In Old San Juan, Plaza de Colon, one of the grand squares adorning the colonial heart of the capital, was choked with broken branches and trees felled by the storm. Pigeons paced the square looking for scraps, their plumage threadbare.
“I was supposed to have come as a professional, but now I’ve just had to weather the storm,” Short said. “But now it looks like I might be useful here.”
All of Puerto Rico was under a flash flood warning early on Thursday as the tail end of the storm could bring another 4 to 8 inches (10-20 cm) of rain on Thursday, bringing the storm’s total to 35 inches (89 cm) in parts of the island, the NHC said.
Puerto Rico Governor Ricardo Rossello said there was one death reported so far, a man struck by a piece of lumber hurled by high winds.
More Expected to Seek Shelter
The government did not yet have an estimate of how many homes and businesses were destroyed by the storm. But authorities expected to see more people go to shelters on Thursday as they realized how badly their homes were hit, said Pedro Cerame, a spokesman for Rossello.Thousands went to government shelters during the storm.
The island’s recovery could be complicated by its financial woes as it faces the largest municipal debt crisis in U.S. history. Both its government and the public utility have filed for bankruptcy protection amid disputes with creditors.
Maria was about 95 miles (150 km) north of Punta Cana, on the east coast of the Dominican Republic on Thursday morning, the NHC said.
Maria was forecast to move north in the Atlantic Ocean over the weekend. It currently looked unlikely to hit the continental United States.

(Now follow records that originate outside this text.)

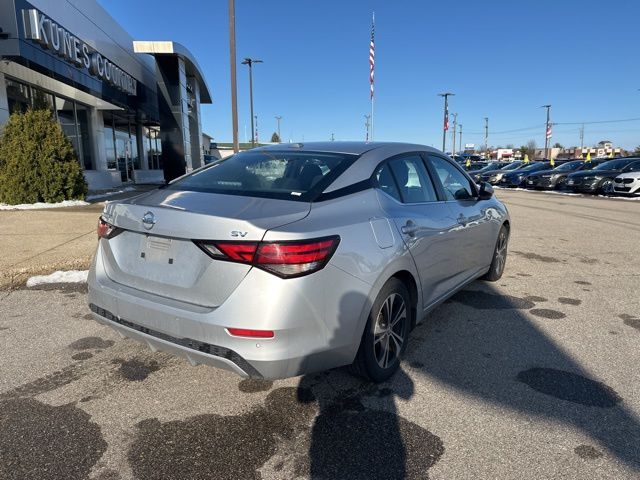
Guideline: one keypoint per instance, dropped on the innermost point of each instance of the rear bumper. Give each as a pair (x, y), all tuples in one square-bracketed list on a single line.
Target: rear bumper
[(307, 315)]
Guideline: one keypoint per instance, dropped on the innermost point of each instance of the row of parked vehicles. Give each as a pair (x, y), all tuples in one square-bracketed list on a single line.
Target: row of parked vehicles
[(617, 176)]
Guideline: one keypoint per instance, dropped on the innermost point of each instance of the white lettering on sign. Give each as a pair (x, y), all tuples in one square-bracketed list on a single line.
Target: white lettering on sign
[(52, 36)]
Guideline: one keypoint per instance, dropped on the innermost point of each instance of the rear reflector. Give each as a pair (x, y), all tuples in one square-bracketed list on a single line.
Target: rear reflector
[(243, 332), (284, 259), (106, 230)]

It was a rare Category 5 storm when it struck Dominica on Monday night, damaging about 95 percent of the roofs on the island of 73,000 people, one of the poorest in the Caribbean, the U.N. Office for the Coordination of Humanitarian Affairs said.
Passing early Wednesday just west of St. Croix, home to about 55,000 people, Maria damaged an estimated 65 percent to 70 percent of the island’s buildings, said Holland Redfield, who served six terms in the U.S. Virgin Islands Senate.
President Donald Trump declared a major disaster in the U.S. Virgin Islands and ordered federal aid to supplement recovery efforts, the White House said.